Oliver Delft took a thick wad of twenty pound notes from his pocket. ‘The case is a severe one,’ he said. ‘Regular sums will be paid into a bank of your choice, annually or quarterly. I believe this procedure is agreeable to you? Unluckily, as you know, this is not the first time my family has had occasion to avail itself of your services.’

‘Sometimes these problems lie deep within genetic inheritance,’ said Mallo, watching the money being counted onto the table. ‘Enough, one hundred and forty is fifteen pounds too much. Be pleased to sign here and here. I can offer change for you in dollars US or francs Swiss.’

Oliver replaced the roll of money and took the proffered pen.

‘Dollars, if you’d be so kind.’

‘I note,’ said Dr Mallo, ‘that your unfortunate brother has no name.

‘I’m afraid you will discover that he has many,’ said Oliver with a rueful smile. ‘Last year he was the rightful heir to the Getty fortune. He kept that one up for over six months, almost a record. In his time he has been…, let me see, Margaret Thatcher’s secret lover, he has been an abused orphan, a Palestinian gunrunner, a member of the Danish royal family – frankly, you name it, he’s tried it.’

‘You don’t say?’ murmured the doctor. ‘And at the present time?’
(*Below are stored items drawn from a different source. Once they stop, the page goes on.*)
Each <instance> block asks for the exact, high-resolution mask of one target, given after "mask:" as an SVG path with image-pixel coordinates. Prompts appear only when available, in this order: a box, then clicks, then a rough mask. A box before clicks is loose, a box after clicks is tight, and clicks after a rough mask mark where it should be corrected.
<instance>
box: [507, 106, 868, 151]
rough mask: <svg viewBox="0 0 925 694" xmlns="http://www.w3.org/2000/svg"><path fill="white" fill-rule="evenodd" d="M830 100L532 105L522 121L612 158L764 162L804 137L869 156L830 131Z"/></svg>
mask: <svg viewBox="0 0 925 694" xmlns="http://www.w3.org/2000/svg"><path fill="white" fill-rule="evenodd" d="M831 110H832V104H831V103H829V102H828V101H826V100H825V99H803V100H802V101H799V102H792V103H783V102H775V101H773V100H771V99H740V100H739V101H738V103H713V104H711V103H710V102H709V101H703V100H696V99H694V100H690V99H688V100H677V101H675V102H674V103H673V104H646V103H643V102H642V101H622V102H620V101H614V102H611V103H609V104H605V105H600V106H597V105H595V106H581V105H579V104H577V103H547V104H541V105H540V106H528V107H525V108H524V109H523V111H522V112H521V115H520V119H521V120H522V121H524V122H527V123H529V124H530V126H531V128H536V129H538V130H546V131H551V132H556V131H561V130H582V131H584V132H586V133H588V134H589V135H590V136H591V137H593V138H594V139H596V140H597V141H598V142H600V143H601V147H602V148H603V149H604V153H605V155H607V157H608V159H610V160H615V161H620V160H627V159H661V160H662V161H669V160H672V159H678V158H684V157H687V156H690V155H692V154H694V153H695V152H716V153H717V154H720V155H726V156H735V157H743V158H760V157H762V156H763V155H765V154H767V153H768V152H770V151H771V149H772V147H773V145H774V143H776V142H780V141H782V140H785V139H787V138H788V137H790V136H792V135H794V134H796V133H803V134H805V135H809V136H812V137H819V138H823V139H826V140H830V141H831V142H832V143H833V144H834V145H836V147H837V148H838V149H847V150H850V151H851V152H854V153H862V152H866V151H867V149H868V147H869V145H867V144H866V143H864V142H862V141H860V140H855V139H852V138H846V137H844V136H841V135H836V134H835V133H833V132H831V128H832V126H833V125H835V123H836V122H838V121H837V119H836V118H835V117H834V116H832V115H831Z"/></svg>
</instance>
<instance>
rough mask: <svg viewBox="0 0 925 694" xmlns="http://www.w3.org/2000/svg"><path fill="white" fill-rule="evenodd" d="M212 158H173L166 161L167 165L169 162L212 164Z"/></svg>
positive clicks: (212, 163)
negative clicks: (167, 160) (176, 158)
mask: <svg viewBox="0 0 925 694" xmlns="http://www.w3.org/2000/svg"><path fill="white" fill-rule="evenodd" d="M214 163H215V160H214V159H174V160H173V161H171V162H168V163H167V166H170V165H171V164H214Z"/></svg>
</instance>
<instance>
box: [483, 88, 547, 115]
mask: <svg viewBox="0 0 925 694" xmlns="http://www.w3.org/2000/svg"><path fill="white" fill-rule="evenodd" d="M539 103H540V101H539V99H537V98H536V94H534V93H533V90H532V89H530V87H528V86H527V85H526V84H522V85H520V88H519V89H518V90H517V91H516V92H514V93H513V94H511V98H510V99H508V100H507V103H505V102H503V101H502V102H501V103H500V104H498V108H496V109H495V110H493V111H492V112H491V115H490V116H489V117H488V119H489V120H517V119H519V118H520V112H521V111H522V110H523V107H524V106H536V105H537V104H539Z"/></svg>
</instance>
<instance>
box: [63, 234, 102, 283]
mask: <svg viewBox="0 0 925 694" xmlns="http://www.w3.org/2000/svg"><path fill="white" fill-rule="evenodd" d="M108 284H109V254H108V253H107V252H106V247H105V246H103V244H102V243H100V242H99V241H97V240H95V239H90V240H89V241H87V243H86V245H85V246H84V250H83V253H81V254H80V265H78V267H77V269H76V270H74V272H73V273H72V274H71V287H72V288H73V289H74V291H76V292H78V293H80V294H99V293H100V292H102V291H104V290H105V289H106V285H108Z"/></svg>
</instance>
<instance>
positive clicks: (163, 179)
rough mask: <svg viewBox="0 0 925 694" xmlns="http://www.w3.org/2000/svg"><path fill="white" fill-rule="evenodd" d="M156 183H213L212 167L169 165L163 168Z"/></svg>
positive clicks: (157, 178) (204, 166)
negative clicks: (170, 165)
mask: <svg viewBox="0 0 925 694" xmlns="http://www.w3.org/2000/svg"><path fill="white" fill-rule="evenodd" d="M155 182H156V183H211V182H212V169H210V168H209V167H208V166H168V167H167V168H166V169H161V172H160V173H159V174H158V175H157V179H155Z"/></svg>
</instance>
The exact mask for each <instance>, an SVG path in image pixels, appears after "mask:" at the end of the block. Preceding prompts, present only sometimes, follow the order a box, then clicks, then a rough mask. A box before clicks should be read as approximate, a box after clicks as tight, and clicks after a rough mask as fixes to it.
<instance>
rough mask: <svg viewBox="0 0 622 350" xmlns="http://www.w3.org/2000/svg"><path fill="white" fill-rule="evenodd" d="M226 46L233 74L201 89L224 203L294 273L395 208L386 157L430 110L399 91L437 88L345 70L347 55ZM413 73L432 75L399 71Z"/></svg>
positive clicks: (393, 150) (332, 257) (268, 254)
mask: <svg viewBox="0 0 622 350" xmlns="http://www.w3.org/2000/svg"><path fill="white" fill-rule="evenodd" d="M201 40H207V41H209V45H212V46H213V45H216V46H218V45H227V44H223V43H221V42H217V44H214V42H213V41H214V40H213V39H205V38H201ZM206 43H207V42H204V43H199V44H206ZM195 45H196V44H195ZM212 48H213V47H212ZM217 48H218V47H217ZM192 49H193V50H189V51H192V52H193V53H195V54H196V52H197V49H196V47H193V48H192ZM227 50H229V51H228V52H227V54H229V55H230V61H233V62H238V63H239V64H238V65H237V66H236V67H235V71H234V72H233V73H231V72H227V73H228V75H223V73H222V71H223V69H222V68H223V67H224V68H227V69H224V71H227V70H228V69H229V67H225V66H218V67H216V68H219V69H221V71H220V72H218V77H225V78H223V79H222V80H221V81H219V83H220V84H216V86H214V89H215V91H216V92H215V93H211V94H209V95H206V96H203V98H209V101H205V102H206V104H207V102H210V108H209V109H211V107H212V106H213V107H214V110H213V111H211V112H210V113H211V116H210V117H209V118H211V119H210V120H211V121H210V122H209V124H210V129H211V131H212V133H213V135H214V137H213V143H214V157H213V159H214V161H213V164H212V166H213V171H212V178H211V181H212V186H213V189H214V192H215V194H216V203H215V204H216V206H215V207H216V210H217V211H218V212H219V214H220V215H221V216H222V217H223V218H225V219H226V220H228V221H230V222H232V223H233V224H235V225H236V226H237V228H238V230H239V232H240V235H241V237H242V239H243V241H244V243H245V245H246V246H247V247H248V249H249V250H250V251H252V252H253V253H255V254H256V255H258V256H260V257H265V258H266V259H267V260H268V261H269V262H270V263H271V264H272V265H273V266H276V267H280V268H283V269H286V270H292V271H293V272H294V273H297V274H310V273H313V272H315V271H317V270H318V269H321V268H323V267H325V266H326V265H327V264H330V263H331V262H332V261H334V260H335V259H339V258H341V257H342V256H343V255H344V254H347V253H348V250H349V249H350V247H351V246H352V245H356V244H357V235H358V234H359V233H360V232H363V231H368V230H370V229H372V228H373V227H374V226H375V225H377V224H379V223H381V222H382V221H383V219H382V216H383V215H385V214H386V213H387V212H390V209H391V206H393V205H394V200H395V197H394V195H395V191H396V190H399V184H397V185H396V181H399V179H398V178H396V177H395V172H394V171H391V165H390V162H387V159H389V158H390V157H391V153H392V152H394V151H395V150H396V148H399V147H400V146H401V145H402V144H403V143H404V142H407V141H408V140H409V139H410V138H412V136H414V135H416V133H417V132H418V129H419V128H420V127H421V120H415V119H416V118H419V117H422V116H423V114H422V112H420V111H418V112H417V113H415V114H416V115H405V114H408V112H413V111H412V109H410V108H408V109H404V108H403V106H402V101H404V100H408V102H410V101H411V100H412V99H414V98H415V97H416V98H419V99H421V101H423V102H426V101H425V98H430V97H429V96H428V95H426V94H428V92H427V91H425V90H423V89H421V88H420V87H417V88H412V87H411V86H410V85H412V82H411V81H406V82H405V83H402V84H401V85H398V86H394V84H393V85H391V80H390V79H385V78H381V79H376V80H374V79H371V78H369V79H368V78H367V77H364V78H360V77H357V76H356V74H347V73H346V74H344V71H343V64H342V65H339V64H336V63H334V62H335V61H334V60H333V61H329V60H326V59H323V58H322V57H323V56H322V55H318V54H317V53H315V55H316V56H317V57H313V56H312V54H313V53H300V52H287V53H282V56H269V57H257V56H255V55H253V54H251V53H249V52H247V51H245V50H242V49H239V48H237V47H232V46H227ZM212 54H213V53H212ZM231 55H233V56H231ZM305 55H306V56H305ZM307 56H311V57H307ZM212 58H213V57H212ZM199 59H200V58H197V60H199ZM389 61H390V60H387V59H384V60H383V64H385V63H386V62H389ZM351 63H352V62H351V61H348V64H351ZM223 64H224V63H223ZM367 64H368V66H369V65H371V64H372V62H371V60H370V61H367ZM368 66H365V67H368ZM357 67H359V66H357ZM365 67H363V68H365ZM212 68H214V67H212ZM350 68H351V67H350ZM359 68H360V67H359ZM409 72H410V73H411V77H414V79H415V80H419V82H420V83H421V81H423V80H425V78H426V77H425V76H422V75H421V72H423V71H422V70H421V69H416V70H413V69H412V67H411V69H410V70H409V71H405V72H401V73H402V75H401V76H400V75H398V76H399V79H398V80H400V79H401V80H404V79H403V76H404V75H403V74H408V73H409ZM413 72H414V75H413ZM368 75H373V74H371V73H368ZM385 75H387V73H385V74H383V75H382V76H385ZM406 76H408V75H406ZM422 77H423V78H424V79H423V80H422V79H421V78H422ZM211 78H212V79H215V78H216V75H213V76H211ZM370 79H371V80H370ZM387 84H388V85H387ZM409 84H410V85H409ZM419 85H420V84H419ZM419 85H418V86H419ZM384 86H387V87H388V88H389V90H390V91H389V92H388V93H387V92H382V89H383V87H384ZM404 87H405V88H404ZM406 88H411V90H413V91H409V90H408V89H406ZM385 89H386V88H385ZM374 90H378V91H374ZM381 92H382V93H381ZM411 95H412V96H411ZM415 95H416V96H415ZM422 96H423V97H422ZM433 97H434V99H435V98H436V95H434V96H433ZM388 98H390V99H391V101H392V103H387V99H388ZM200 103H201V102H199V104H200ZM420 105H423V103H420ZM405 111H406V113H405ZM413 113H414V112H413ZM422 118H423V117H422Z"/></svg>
‘It’s back to politics. Thinks he’s the son of an English cabinet minister called Maddstone. Won’t answer to any name but Ed. Or is it Ned? No saying how long it’ll last. He gets it all from the newspapers, of course. The real Maddstone boy was snatched by terrorists two days ago. Dare say you’ve read about it in the papers?’

Mallo gave no answer.

‘Anyway,’ Oliver continued, ‘that’s the current delusion. It’s sad to have to give up on the lad, but we just can’t cope with him any more I’m afraid. He’s young, extremely fit and capable of terrible violence. He’s done some appalling things to the family. Quite unforgivable things. You wouldn’t credit it to look at him, but then I believe that’s often the way.’